CKD Treatment: Finerenone & Empagliflozin Show Superior Results
New research reveals that combining finerenone and empagliflozin provides superior results for patients battling chronic kidney disease (CKD) and type 2 diabetes. The CONFIDENCE trial found that this combination therapy considerably reduces urinary albumin-to-creatinine ratio (UACR). This is a major step forward for patients. The study,published in The New England Journal of Medicine,supports the early,simultaneous use of both finerenone and empagliflozin,showing a greater reduction of UACR compared to either drug alone. News Directory 3 keeps you informed on the latest medical breakthroughs, including this advance in CKD treatment.Interested in the future of kidney health? Discover what’s next …
Finerenone and Empagliflozin Combination Improves Kidney Health in Type 2 Diabetes Patients
Updated June 13, 2025
Combining finerenone (Kerendia) and empagliflozin (Jardiance) significantly improves kidney health in patients with chronic kidney disease (CKD) and type 2 diabetes, according to research presented at the European Renal Association Congress. The CONFIDENCE clinical trial, published in The New England Journal of medicine, demonstrated that the combination therapy led to a greater reduction in the urinary albumin-to-creatinine ratio (UACR) compared to either treatment alone.
The study addresses a gap in data supporting the combined use of finerenone, a nonsteroidal mineralocorticoid receptor agonist, and sodium-glucose cotransporter-2 inhibitors. Both drugs have individually proven effective in slowing CKD progression and improving cardiovascular outcomes. Researchers designed the CONFIDENCE trial to determine if early, simultaneous use of both medications would more effectively reduce UACR over six months than using either drug separately.

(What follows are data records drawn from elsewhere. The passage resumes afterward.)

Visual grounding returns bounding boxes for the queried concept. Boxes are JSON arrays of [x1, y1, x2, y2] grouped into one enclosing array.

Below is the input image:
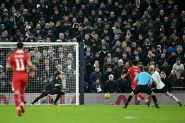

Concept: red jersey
[[7, 51, 30, 76], [125, 66, 141, 88]]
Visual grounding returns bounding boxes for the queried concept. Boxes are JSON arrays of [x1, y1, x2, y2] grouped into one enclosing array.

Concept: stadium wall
[[0, 92, 185, 105]]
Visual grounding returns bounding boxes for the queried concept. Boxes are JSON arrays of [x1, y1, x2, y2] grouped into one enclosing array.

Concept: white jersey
[[152, 71, 165, 89]]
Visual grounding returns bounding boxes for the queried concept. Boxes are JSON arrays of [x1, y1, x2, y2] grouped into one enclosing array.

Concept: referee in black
[[123, 67, 159, 108], [31, 71, 65, 105]]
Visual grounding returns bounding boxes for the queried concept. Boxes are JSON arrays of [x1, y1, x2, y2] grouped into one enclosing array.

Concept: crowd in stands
[[0, 0, 185, 93]]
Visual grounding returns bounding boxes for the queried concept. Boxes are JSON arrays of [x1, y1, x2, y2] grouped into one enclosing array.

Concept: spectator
[[91, 79, 103, 93], [89, 67, 103, 87]]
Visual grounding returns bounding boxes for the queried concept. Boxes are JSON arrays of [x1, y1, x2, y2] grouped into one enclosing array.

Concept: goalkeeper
[[31, 71, 65, 105]]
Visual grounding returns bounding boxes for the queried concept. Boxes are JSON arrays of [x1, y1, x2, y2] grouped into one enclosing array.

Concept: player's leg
[[148, 91, 160, 108], [20, 75, 28, 103], [137, 93, 145, 103], [164, 91, 182, 107], [31, 90, 48, 104], [12, 79, 22, 116], [123, 86, 139, 108]]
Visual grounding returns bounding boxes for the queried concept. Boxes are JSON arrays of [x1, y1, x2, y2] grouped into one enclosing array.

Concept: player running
[[6, 42, 35, 116], [31, 71, 65, 105], [123, 68, 159, 108], [123, 61, 148, 103], [149, 65, 182, 107]]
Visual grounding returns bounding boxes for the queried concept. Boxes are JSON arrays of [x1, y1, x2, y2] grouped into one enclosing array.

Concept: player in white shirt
[[149, 65, 182, 107]]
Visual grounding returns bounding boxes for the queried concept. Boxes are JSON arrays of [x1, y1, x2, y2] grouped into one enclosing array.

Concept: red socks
[[14, 94, 20, 107], [137, 93, 145, 100]]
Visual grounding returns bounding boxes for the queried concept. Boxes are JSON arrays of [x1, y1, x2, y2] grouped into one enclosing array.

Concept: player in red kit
[[123, 61, 147, 103], [6, 42, 35, 116]]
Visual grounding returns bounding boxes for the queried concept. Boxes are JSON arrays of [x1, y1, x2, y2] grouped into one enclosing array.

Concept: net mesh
[[0, 43, 78, 104]]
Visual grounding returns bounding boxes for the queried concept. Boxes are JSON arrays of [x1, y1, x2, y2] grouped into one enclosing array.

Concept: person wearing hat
[[31, 70, 65, 105]]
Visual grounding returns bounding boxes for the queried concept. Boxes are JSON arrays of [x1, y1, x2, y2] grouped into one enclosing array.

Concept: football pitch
[[0, 105, 185, 123]]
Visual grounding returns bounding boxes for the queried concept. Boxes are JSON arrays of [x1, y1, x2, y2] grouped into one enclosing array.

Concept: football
[[104, 93, 111, 99]]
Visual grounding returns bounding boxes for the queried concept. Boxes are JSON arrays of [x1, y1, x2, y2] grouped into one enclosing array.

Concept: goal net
[[0, 42, 79, 105]]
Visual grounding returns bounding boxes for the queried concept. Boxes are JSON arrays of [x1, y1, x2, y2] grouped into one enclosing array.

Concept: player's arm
[[6, 56, 12, 70], [134, 74, 139, 84], [27, 54, 35, 71], [123, 68, 131, 78], [148, 75, 153, 87]]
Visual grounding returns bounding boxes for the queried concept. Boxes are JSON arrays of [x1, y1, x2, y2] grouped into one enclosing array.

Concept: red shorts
[[12, 74, 28, 91], [131, 82, 138, 90]]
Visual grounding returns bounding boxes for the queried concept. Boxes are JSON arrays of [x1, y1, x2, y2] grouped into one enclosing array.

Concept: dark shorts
[[133, 85, 152, 95], [42, 89, 62, 95], [152, 86, 168, 93]]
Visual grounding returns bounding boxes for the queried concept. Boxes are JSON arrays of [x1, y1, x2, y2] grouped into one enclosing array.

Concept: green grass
[[0, 105, 185, 123]]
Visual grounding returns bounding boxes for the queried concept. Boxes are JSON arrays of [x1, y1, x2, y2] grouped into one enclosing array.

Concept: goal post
[[0, 42, 80, 105]]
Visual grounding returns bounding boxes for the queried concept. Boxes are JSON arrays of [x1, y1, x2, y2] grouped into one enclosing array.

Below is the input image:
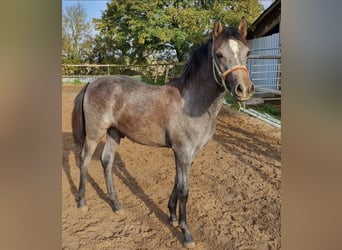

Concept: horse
[[72, 18, 254, 248]]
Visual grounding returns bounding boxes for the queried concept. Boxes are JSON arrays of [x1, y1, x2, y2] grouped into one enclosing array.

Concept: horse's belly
[[117, 120, 168, 147]]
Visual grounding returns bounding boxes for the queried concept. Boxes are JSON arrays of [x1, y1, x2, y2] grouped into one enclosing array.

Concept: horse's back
[[85, 76, 182, 146]]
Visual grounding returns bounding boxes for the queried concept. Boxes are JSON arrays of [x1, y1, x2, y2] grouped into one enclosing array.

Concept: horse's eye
[[216, 52, 223, 59]]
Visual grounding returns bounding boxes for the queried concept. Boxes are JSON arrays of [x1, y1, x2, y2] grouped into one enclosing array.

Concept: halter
[[211, 36, 248, 95]]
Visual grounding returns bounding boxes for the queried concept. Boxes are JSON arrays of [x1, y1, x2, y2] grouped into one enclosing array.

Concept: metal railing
[[247, 48, 281, 95]]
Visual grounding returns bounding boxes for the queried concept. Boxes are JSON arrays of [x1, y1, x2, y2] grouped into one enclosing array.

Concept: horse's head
[[211, 18, 255, 101]]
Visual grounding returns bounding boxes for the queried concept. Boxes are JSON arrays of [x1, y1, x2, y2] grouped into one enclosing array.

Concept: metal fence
[[247, 48, 281, 95], [62, 63, 182, 83], [247, 33, 281, 95]]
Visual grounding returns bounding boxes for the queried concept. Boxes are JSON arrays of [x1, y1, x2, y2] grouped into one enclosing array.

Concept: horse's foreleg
[[176, 150, 195, 248], [101, 129, 122, 212], [167, 181, 178, 226], [78, 139, 97, 208]]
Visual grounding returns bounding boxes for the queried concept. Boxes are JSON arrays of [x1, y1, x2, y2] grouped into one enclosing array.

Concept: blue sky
[[62, 0, 272, 21], [62, 0, 109, 21]]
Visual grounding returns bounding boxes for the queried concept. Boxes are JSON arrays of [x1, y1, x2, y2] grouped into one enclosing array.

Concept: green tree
[[93, 0, 262, 64], [62, 3, 93, 64]]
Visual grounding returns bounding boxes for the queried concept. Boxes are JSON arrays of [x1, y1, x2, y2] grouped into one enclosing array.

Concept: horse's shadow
[[62, 132, 183, 241]]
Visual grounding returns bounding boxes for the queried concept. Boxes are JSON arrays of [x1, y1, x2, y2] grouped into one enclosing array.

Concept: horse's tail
[[71, 83, 89, 148]]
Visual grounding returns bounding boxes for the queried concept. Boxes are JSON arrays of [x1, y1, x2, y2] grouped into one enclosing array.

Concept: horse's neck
[[182, 73, 224, 118]]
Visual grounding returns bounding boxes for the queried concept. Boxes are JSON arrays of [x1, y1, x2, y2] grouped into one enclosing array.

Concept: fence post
[[164, 64, 170, 84], [154, 64, 159, 83]]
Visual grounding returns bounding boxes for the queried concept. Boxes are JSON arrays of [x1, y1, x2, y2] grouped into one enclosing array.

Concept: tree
[[62, 3, 93, 64], [94, 0, 262, 64]]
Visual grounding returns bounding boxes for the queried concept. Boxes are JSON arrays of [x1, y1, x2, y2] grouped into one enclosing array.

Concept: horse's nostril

The phase 2 trial involved patients with CKD, albuminuria, and type 2 diabetes already taking a renin–angiotensin system inhibitor. Participants were divided into three groups: one receiving finerenone with a placebo, another receiving empagliflozin with a placebo, and a third receiving both finerenone and empagliflozin. The primary goal was to measure the change in UACR from the start of the trial to day 180, while also monitoring safety.

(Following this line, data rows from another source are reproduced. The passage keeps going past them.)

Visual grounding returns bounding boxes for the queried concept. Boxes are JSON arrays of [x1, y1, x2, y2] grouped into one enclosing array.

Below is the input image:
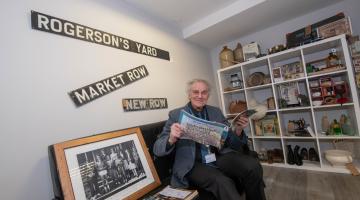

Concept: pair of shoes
[[309, 148, 319, 161], [294, 145, 303, 166], [300, 147, 309, 160]]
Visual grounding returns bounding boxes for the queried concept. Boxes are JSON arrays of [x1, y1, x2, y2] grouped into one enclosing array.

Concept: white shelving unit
[[217, 35, 360, 173]]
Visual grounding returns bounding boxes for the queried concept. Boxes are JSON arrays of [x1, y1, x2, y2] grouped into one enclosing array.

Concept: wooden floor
[[263, 166, 360, 200]]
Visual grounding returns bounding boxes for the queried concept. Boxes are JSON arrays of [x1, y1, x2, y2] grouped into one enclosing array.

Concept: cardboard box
[[243, 42, 260, 61], [286, 12, 345, 48]]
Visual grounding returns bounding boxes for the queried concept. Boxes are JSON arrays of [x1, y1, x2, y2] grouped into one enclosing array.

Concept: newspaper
[[179, 110, 229, 149]]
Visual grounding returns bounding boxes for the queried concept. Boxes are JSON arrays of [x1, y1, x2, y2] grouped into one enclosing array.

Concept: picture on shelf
[[281, 61, 304, 80], [261, 119, 276, 136], [279, 82, 300, 106], [272, 67, 283, 82]]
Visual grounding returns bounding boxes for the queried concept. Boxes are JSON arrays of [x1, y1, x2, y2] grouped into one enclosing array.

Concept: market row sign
[[31, 11, 170, 60], [69, 65, 149, 106], [122, 98, 168, 112]]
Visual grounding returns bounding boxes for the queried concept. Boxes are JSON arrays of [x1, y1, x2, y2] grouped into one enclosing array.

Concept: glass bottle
[[327, 49, 340, 67], [332, 119, 341, 135], [230, 74, 242, 88], [321, 114, 330, 135]]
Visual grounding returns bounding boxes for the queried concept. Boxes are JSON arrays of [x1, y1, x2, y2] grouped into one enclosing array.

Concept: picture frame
[[279, 82, 300, 106], [272, 67, 284, 82], [282, 61, 304, 80], [53, 128, 161, 200], [261, 119, 276, 136]]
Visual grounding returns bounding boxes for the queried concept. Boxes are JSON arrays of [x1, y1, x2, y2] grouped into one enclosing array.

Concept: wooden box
[[318, 17, 351, 39]]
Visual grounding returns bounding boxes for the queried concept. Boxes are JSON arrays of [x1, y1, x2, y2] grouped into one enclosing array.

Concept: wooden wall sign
[[69, 65, 149, 106], [31, 10, 170, 60], [122, 98, 167, 112]]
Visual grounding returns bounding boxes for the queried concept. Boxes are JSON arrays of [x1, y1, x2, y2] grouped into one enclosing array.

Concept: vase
[[234, 43, 244, 62], [287, 145, 295, 165], [219, 46, 234, 68], [294, 145, 303, 166]]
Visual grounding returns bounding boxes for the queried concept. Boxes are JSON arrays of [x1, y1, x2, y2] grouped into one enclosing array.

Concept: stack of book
[[143, 185, 199, 200]]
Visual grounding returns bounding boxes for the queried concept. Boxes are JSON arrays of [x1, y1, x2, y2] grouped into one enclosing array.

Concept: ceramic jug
[[219, 46, 234, 68]]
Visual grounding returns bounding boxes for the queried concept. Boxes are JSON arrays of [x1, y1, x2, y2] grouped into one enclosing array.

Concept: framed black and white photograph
[[54, 128, 160, 200]]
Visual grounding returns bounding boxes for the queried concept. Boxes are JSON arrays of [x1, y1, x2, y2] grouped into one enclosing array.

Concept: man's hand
[[169, 123, 183, 145], [235, 116, 249, 136]]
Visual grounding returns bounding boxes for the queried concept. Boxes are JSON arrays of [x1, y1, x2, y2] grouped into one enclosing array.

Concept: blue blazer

initial UACR levels were similar across all groups. Though, at day 180, the combination therapy group showed a UACR reduction approximately 29% greater than the finerenone-only group and 32% greater than the empagliflozin-only group. The study also noted that adverse events were uncommon across all treatment arms.
“The CONFIDENCE study delivers the clear message that simultaneous initiation of finerenone and empagliflozin led to an early and additive reduction in UACR of 52% in patients with CKD and type 2 diabetes, which was significantly greater than with either treatment alone,” said Dr. rajiv Agarwal, lead researcher and Professor Emeritus of Medicine at Indiana University’s School of Medicine.
What’s next
These findings suggest a potential shift toward upfront combination therapy in managing CKD and type 2 diabetes, mirroring approaches in othre chronic conditions like heart failure and hypertension. With a critically important percentage of patients achieving the American Diabetes Association’s UACR reduction target, the results could influence clinical decision-making.